So, with these caveats, here is what I get (sorry for the mislabeled output, it should say “TextParse.jl” instead of “CSVFiles.jl”). The story is quite mixed: TextParse.jl is faster for the diamonds, parking, tmp0u3qt3mu and winemag dataset, whereas TableReader.jl is ahead for the flights14 dataset. I didn’t even try the dataset with the many columns, because I know that TextParse.jl has no chance on that one currently :slight_smile:

At some level it seems to me that TableReader.jl should probably be classified as “couldn’t read” for the tmp0u3qt3mu dataset, right? I think right now it can only be read if some preprocessing of the file is done? For the results I linked to, I replaced all the tabs in the file with a space, which seems also what you did?

This of course does not take away one bit from the fact that TableReader is without peer right now in terms of first use times and many column files!

My broad takeaway from all of this is probably as follows:

  • I think TextParse.jl still has the fastest core parsing algorithms, maybe with the exception of the string story when the cache story from TableReader kicks in.
  • TableReader.jl clearly gets it right with how things are put together, i.e. the core parsing kernels are exposed in an efficient way to users, whereas for TextParse.jl (and CSVFiles.jl) we currently make quite a number of mistakes in how we put our very fast core parsing algorithms together. What I mean by that is that the way we introduce compiler overhead etc. can easily nullify the fast core parsing routines. I’m pretty positive we can fix that, but we’ll probably have to wait and see whether my optimism is warranted :slight_smile: I’m pretty positive that if my plan there works out it would also solve the many column issue.

In any case, having TableReader.jl is fantastic, both as a tool for users and as a benchmark for other packages to sort out where we can do better!

10 Likes

#10

I haven’t. When I was starting the project a few months ago CSVFiles.jl didn’t work for some reason I really don’t remember and I did all my scripts with CSV.jl. I can certainly do a quick check.

1 Like

#11

Thank you for your feedback. TableReader.jl seems to be working well on your machine.

0 Likes

#12

Thank you for updating TextParse.jl. I’ve updated TextParse.jl and some errors I saw in the previous version have been disappeared (maybe, this issue has been solved?).

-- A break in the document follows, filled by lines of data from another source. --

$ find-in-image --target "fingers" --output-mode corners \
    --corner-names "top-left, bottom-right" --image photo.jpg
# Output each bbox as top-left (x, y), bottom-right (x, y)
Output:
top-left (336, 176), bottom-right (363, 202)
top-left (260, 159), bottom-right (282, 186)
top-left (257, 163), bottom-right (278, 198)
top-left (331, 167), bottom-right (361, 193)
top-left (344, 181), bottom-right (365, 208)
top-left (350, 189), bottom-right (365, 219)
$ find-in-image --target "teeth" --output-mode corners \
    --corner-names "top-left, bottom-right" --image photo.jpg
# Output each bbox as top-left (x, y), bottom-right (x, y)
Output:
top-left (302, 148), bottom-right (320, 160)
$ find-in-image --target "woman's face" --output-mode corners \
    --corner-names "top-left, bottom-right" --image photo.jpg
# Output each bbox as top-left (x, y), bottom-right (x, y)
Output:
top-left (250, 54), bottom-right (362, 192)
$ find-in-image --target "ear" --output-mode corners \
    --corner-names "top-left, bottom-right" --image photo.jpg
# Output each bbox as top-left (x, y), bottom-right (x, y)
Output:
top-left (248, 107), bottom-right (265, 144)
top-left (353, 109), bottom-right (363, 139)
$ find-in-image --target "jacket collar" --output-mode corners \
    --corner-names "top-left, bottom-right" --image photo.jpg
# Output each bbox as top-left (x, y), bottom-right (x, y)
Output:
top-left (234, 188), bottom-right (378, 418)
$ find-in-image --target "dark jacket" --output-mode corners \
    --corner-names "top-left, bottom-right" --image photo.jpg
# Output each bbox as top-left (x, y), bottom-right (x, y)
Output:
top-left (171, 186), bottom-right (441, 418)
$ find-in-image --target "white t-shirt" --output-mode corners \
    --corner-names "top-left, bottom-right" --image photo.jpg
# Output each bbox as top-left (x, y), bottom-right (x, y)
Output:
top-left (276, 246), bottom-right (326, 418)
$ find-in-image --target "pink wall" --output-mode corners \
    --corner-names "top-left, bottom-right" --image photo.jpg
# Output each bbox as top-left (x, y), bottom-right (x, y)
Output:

I’ve checked your benchmark results. Thank you for doing that. But TableReader.jl seems to be a little bit slower than I expected on your machine while TextParse.jl showed roughly the same speed with yours. For example, parking-citations.csv took 20 seconds with TableReader.jl and 27 seconds with TextParse.jl on my macOS machine. However, the results you benchmarked show 35.7 seconds with TableReader.jl and 24.8 seconds with TextParse.jl. Which operating system did you use for benchmarking? Perhaps, severe slowdown of parsing floating-point numbers on Windows is yet resolved (https://github.com/bicycle1885/TableReader.jl/issues/3). I have no way to check the current status because I have no access to Windows machines.

0 Likes

#13

Interesting! Yes, I ran on Windows. I can rerun on Mac tomorrow, let’s see what I get there.

0 Likes

#14

Very cool!

Out of curiosity: any reason why you hand-coded the state machine instead of using Automata.jl?

0 Likes

#15

I guess you mean Automa.jl? The main reason is that I needed to make the delimiter a parser parameter. Automa.jl does not support parser parameters that are variable at rumtime because it compiles static regular expressions at code-generation time.

2 Likes

#16

I am trying to install TableReader but getting the following error. Should this work already?

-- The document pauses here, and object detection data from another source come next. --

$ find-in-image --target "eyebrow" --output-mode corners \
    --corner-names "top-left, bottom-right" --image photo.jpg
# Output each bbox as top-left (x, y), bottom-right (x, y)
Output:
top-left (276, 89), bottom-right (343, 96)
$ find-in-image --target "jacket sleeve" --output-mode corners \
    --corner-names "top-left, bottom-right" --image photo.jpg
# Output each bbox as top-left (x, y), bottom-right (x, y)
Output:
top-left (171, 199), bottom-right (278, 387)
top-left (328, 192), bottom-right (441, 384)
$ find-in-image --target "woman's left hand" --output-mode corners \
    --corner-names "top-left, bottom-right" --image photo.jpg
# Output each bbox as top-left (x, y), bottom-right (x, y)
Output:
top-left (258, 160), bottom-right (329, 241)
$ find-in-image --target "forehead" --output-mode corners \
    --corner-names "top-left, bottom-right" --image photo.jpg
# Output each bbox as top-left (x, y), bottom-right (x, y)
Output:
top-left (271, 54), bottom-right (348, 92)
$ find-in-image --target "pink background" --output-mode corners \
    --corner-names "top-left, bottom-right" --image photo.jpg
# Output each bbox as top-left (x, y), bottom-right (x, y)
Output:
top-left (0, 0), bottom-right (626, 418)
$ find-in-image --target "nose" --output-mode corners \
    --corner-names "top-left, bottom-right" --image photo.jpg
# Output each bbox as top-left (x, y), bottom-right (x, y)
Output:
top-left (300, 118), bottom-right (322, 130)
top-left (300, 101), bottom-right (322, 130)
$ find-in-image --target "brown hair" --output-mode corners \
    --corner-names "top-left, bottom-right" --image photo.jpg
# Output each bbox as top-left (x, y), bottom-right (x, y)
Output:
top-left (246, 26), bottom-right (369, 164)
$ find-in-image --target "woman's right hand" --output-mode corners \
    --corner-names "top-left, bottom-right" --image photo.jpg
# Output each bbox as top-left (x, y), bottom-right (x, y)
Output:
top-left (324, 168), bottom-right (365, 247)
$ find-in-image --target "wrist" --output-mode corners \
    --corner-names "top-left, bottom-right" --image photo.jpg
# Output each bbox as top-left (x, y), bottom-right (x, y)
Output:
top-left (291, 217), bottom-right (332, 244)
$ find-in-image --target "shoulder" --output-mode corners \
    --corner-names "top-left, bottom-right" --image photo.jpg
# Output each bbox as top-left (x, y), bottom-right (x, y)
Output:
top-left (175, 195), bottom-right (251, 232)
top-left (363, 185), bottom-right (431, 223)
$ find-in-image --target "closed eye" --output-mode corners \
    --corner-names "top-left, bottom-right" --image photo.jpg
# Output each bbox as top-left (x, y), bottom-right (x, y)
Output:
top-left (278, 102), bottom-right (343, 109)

(v1.0) pkg> add TableReader
 Resolving package versions...
ERROR: Unsatisfiable requirements detected for package TableReader [70df011a]:
 TableReader [70df011a] log:
 ├─possible versions are: 0.1.0 or uninstalled
 ├─restricted to versions * by an explicit requirement, leaving only versions 0.1.0
 └─restricted by julia compatibility requirements to versions: uninstalled — no versions left

It is not clear how to proceed from that error message.

1 Like

#17

I think you are using Julia 1.0, not Julia 1.1. TableReader.jl is not tested against Julia 1.0 so it is restricted to Julia 1.1 users by the package requirement. If you want to try it now, the quickest way would be to update your Julia to 1.1. However, it should work on Julia 1.0 as well because I think it does not depend on new features of Julia 1.1, so I will relax the restriction soon.

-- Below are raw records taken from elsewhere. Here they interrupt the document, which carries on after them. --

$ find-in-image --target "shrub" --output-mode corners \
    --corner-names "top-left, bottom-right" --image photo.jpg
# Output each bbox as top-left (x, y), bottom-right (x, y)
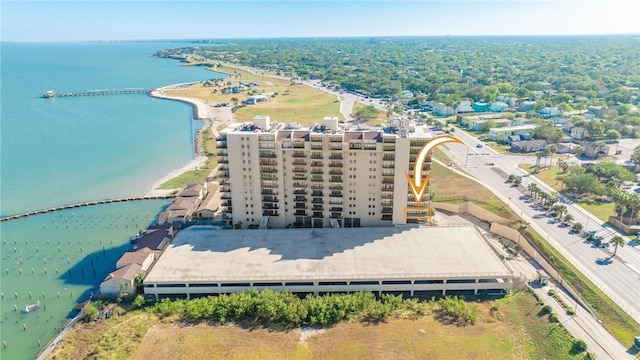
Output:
top-left (571, 339), bottom-right (587, 353)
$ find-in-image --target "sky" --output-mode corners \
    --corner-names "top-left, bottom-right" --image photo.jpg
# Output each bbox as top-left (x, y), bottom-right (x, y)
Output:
top-left (0, 0), bottom-right (640, 41)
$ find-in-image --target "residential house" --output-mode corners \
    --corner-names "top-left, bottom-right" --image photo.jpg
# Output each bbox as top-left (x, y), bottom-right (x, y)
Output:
top-left (509, 140), bottom-right (547, 153)
top-left (518, 100), bottom-right (538, 111)
top-left (100, 264), bottom-right (144, 296)
top-left (158, 196), bottom-right (202, 224)
top-left (489, 101), bottom-right (509, 112)
top-left (433, 103), bottom-right (456, 116)
top-left (116, 247), bottom-right (156, 271)
top-left (456, 100), bottom-right (473, 114)
top-left (587, 105), bottom-right (607, 118)
top-left (539, 106), bottom-right (562, 118)
top-left (471, 101), bottom-right (491, 112)
top-left (489, 125), bottom-right (537, 142)
top-left (582, 141), bottom-right (610, 159)
top-left (571, 126), bottom-right (589, 140)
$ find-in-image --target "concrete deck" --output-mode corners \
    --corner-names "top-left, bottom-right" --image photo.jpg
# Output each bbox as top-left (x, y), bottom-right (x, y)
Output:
top-left (145, 222), bottom-right (510, 283)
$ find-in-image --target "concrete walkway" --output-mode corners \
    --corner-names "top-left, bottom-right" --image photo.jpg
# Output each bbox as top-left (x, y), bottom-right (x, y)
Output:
top-left (486, 233), bottom-right (637, 360)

EDIT: TableReader.jl 0.1.1 works on Julia 1.0.

2 Likes

#18

try one of the following:

  1. Pkg.gc()
  2. Pkg.update()
  3. Any combination of the two
0 Likes

#19

I also tried to install it on Julia 1.0.3 and it did not work: got similar error. I then moved on to Julia 1.1 and it works fine.

0 Likes

#20

Yeah, I’m sorry for inconvenience. The situation will change soon once https://github.com/JuliaLang/METADATA.jl/pull/22459 is merged.

0 Likes